Abbreviations: BMI, body mass index; FEV1, forced expiratory volume in 1 s; FVC, forced vital capacity; FeNO, fractional exhaled nitric oxide; SAS:, self‐rating anxiety scale; SDS, self‐rating depression scale; AQLQ, Asthma Quality‐of‐Life Questionnaire; ACQ‐5, the 5‐point Asthma Control Questionnaire.
FIGURE 2.
A–B, Time course of improvements in 5‐point Asthma Control Questionnaire (ACQ‐5) and Asthma Quality‐of‐Life Questionnaire (AQLQ) over a 52‐week period of treatments in chest tightness variant asthma (CTVA) patients. C, Changes in SAS scores over a 52‐week period of treatments in CTVA patients. D‐F, Changes in PEF variant rate (D), FVC (E), and FEV1% (F) over a 52‐week period of treatments in CTVA patients. G and H, The difference of ACQ (G) and FeNO (H) at week 0 between responsive and nonresponsive group. * P < .05; ** P < .01; *** P < .01; **** P < .001
TABLE 2.
The bronchial provocation test for CTVA patients
| 52 weeks | ||
|---|---|---|
| First administration | Negative (n) | Positive (n) |
| Negative (n) | 8 | 1 |
| Positive (n) | 22 | 10 |
Note. Data are presented as n. The results of airway hyperreactivity for CTVA patients were all significantly improved after 1‐year treatment (P < .001). In the first administration, bronchial provocation test results showed that 32 patients were positive and nine were negative. After 52 weeks of treatment, 22 out of the 32 patients with an initial positive test finding achieved conversion.
Next, patients were divided into the responsive (43/76, 56%) and nonresponsive subgroups (33/76, 44%) according to the changes in ACQ‐5 score at 52 weeks (cutoff: 0.5). The responsive subgroup had higher ACQ‐5 scores and FeNO than those in the nonresponsive subgroup at the first administration (P < .05) (Figures 2G and 2H), suggesting that the therapeutic response was associated with the severity of CTVA.
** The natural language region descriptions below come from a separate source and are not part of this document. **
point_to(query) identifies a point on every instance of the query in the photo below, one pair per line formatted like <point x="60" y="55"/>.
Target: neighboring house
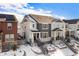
<point x="37" y="27"/>
<point x="8" y="32"/>
<point x="72" y="27"/>
<point x="58" y="28"/>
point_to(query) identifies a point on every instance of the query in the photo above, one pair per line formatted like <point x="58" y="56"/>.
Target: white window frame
<point x="44" y="33"/>
<point x="9" y="37"/>
<point x="9" y="25"/>
<point x="45" y="26"/>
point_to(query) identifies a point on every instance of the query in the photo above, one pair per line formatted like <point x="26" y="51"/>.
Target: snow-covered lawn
<point x="27" y="50"/>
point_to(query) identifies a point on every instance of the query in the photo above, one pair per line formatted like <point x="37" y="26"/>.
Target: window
<point x="66" y="26"/>
<point x="45" y="26"/>
<point x="9" y="37"/>
<point x="78" y="26"/>
<point x="44" y="35"/>
<point x="9" y="26"/>
<point x="33" y="26"/>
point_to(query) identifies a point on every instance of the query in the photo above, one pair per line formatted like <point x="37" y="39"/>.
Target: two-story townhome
<point x="57" y="28"/>
<point x="72" y="27"/>
<point x="8" y="32"/>
<point x="37" y="27"/>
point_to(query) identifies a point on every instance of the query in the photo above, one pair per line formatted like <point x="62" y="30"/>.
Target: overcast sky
<point x="59" y="10"/>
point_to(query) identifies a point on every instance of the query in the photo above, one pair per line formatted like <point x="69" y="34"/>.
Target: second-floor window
<point x="9" y="26"/>
<point x="44" y="26"/>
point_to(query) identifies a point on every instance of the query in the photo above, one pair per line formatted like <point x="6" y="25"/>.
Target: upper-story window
<point x="9" y="37"/>
<point x="9" y="26"/>
<point x="44" y="26"/>
<point x="78" y="26"/>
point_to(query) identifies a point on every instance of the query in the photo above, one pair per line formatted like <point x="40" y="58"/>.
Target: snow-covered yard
<point x="30" y="52"/>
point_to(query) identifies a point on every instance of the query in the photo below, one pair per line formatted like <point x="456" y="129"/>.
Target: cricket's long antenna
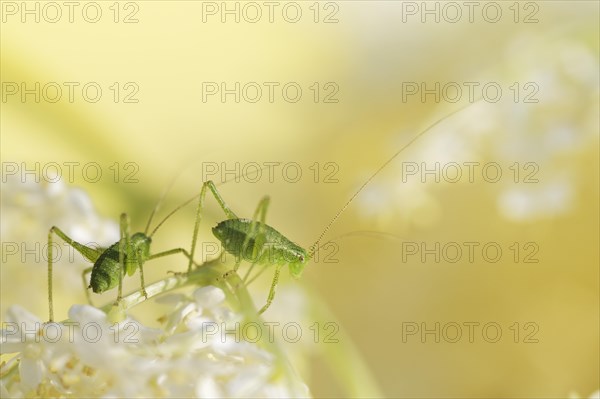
<point x="158" y="203"/>
<point x="182" y="205"/>
<point x="315" y="246"/>
<point x="371" y="233"/>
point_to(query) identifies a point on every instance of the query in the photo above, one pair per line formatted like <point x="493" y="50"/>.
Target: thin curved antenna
<point x="186" y="202"/>
<point x="314" y="247"/>
<point x="159" y="202"/>
<point x="369" y="233"/>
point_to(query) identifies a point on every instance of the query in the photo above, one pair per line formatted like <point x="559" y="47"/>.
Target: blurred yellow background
<point x="544" y="56"/>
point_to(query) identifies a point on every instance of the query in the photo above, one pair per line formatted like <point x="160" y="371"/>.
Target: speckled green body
<point x="269" y="247"/>
<point x="105" y="273"/>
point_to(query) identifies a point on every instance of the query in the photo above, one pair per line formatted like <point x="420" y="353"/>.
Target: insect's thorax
<point x="264" y="245"/>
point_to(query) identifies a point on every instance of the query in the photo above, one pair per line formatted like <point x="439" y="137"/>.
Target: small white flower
<point x="90" y="357"/>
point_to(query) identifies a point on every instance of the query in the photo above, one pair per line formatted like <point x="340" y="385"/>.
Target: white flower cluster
<point x="188" y="357"/>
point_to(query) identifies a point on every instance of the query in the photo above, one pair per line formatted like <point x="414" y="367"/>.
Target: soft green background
<point x="368" y="53"/>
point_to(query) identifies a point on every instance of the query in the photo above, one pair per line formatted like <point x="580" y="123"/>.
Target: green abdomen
<point x="272" y="246"/>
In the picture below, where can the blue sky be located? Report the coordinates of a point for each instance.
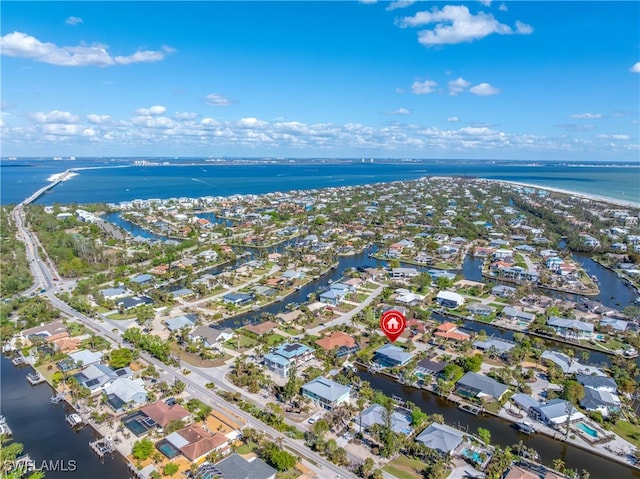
(513, 80)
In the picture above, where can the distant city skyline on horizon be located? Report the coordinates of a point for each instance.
(513, 81)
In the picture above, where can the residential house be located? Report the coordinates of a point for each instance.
(441, 438)
(556, 412)
(236, 467)
(503, 291)
(480, 386)
(124, 393)
(96, 377)
(185, 321)
(281, 359)
(391, 356)
(326, 393)
(163, 414)
(449, 299)
(571, 328)
(193, 442)
(429, 367)
(516, 314)
(497, 346)
(343, 343)
(449, 330)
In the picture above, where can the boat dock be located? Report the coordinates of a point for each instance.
(74, 420)
(35, 378)
(470, 408)
(18, 360)
(4, 427)
(102, 447)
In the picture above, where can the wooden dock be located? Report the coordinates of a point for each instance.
(102, 446)
(470, 408)
(18, 360)
(35, 378)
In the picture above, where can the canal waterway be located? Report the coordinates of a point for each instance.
(41, 427)
(503, 432)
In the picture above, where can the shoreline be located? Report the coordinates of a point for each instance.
(586, 196)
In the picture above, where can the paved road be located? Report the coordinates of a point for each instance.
(44, 280)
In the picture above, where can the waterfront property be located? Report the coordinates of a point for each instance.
(236, 467)
(282, 358)
(479, 386)
(326, 393)
(376, 414)
(441, 438)
(556, 412)
(449, 299)
(391, 356)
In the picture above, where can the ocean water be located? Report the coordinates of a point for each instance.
(117, 180)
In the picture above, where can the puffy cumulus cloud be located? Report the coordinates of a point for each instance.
(185, 115)
(55, 116)
(216, 99)
(154, 110)
(99, 119)
(422, 88)
(616, 137)
(197, 134)
(400, 4)
(455, 24)
(586, 116)
(458, 86)
(74, 21)
(484, 89)
(21, 45)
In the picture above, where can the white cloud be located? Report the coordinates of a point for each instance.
(216, 99)
(523, 28)
(421, 88)
(55, 117)
(185, 115)
(98, 119)
(400, 4)
(74, 21)
(586, 116)
(484, 89)
(154, 110)
(458, 86)
(21, 45)
(455, 24)
(614, 137)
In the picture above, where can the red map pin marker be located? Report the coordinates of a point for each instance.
(392, 324)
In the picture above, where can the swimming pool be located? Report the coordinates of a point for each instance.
(473, 455)
(587, 429)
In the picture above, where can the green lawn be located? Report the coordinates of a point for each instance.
(405, 468)
(274, 338)
(628, 431)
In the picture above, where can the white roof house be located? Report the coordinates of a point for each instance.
(441, 437)
(449, 299)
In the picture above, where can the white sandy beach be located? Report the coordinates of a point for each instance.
(604, 199)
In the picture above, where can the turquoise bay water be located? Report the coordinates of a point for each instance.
(109, 184)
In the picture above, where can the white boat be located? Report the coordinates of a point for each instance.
(74, 419)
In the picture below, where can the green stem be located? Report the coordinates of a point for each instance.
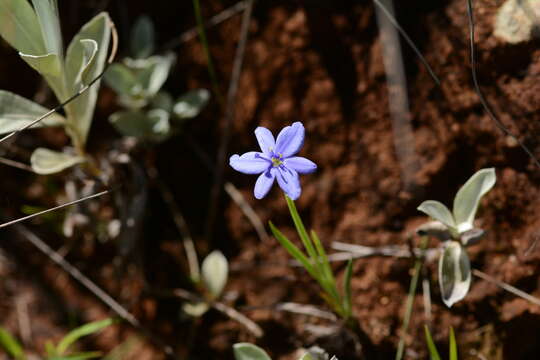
(410, 299)
(204, 42)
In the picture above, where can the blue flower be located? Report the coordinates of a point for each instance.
(276, 161)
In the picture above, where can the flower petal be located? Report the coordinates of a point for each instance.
(250, 163)
(289, 182)
(264, 183)
(265, 139)
(290, 139)
(300, 164)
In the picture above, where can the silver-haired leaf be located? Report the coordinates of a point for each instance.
(247, 351)
(142, 37)
(17, 112)
(454, 273)
(82, 65)
(18, 26)
(469, 195)
(438, 211)
(45, 161)
(191, 103)
(214, 272)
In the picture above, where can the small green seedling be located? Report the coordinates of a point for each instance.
(149, 112)
(35, 33)
(247, 351)
(457, 230)
(433, 352)
(60, 351)
(316, 263)
(213, 278)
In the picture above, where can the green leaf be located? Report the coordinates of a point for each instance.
(453, 345)
(438, 211)
(433, 353)
(11, 345)
(83, 65)
(454, 273)
(246, 351)
(142, 37)
(153, 125)
(18, 27)
(47, 14)
(293, 250)
(191, 103)
(85, 330)
(121, 79)
(215, 271)
(16, 112)
(45, 161)
(468, 197)
(46, 65)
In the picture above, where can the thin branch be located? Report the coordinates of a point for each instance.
(483, 100)
(229, 116)
(213, 21)
(53, 209)
(91, 286)
(114, 48)
(408, 40)
(507, 287)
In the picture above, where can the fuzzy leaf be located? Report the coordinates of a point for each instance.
(16, 112)
(18, 27)
(82, 66)
(454, 273)
(45, 161)
(214, 272)
(191, 103)
(142, 37)
(438, 211)
(247, 351)
(468, 197)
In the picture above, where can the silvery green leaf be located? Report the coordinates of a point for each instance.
(195, 309)
(438, 211)
(163, 100)
(142, 37)
(121, 79)
(18, 26)
(153, 125)
(82, 65)
(45, 161)
(191, 103)
(16, 112)
(454, 273)
(214, 272)
(468, 197)
(46, 65)
(47, 14)
(155, 73)
(247, 351)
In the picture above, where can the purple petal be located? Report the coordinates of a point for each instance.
(290, 140)
(300, 164)
(264, 183)
(265, 139)
(250, 163)
(289, 182)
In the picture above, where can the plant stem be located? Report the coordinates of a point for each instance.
(410, 298)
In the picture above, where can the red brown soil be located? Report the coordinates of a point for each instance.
(322, 65)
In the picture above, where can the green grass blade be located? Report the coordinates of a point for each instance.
(293, 250)
(76, 334)
(433, 353)
(453, 345)
(347, 301)
(302, 230)
(11, 345)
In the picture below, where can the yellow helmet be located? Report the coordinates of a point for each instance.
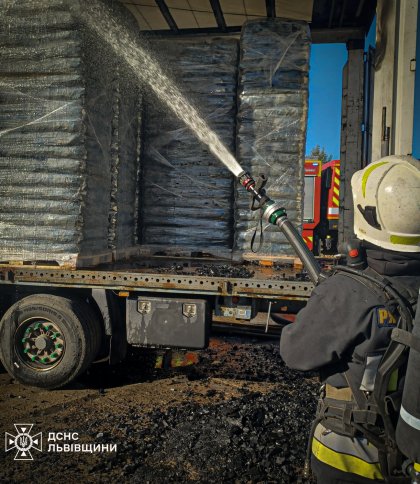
(386, 198)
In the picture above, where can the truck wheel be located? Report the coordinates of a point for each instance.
(47, 341)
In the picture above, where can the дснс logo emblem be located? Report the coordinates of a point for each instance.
(23, 442)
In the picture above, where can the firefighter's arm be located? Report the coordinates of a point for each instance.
(326, 327)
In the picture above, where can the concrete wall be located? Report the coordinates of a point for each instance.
(393, 103)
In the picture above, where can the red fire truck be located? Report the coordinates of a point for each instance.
(321, 206)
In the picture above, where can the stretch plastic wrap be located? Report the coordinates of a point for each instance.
(187, 195)
(271, 122)
(66, 128)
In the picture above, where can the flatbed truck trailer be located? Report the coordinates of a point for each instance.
(55, 322)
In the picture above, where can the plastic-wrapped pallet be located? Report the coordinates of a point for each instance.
(271, 123)
(125, 162)
(58, 89)
(187, 195)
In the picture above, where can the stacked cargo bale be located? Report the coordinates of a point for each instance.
(58, 83)
(187, 195)
(272, 117)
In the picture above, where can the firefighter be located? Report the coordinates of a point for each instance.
(345, 328)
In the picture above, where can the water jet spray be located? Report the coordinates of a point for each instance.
(99, 19)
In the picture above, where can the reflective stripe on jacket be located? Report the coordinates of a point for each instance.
(352, 455)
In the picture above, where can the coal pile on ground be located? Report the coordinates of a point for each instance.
(209, 270)
(237, 416)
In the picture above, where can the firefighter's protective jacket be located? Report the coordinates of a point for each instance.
(345, 327)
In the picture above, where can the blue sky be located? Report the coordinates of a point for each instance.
(325, 81)
(325, 85)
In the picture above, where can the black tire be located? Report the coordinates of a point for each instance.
(79, 333)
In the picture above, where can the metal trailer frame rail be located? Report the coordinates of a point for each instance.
(165, 283)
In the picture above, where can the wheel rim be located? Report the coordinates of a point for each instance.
(39, 343)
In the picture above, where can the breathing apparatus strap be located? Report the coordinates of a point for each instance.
(366, 409)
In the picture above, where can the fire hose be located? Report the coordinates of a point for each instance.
(273, 213)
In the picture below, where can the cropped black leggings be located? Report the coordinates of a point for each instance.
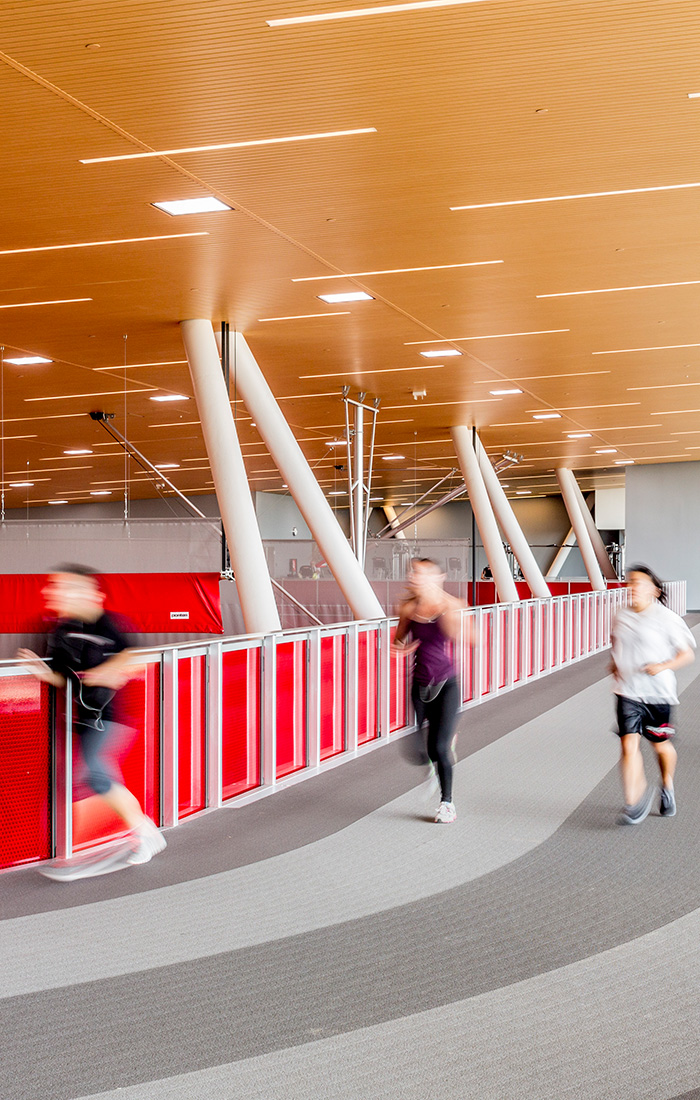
(440, 715)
Currently, various methods have been proposed to classify asthma control, including the ACQ‐5 score, GINA, or Gaining Optimal Asthma Control study criteria. However, no classification has been universally accepted. O'Byrne et al 7 showed that, in a clinical trial setting, changes in the absolute ACQ‐5 score were significantly greater than those in the categorical scale. We have employed the revised ACQ‐5 to assess the asthma control status in patients with CTVA. The number of patients in the responsive group and nonresponsive group did not differ substantially (43 vs 33 cases). Nevertheless, the optimal treatment regimens for CTVA need to be further investigated in randomized controlled trials.
FeNO could be an airway eosinophilic biomarker for the assessment and management of asthma. 8 In our study, FeNO at 52 weeks did not decrease significantly compared with that of the first administration. However, subgroup analysis revealed that FeNO at the first administration in the responsive group was markedly higher than that in the nonresponsive group.
Notably, anxiety was common in patients with CTVA, with the SAS score at 52 weeks being significantly lower than that at the first administration of therapy without concurrent treatments for anxiety or depression. Similarly, Kayaba et al demonstrated that patients with CVA were more depressed and anxious than the outpatients with CA. 9
It has been demonstrated that cough, shortness of breath, or chest discomfort such as chest pain or tightness could be the isolated symptom of asthma. 10 , 11 Our findings reaffirmed that patients with asthma can present with a variety of symptoms. We did not set up CA and CVA control groups when exploring the therapeutic effect of CTVA, which should be regarded as the main limitation of our study.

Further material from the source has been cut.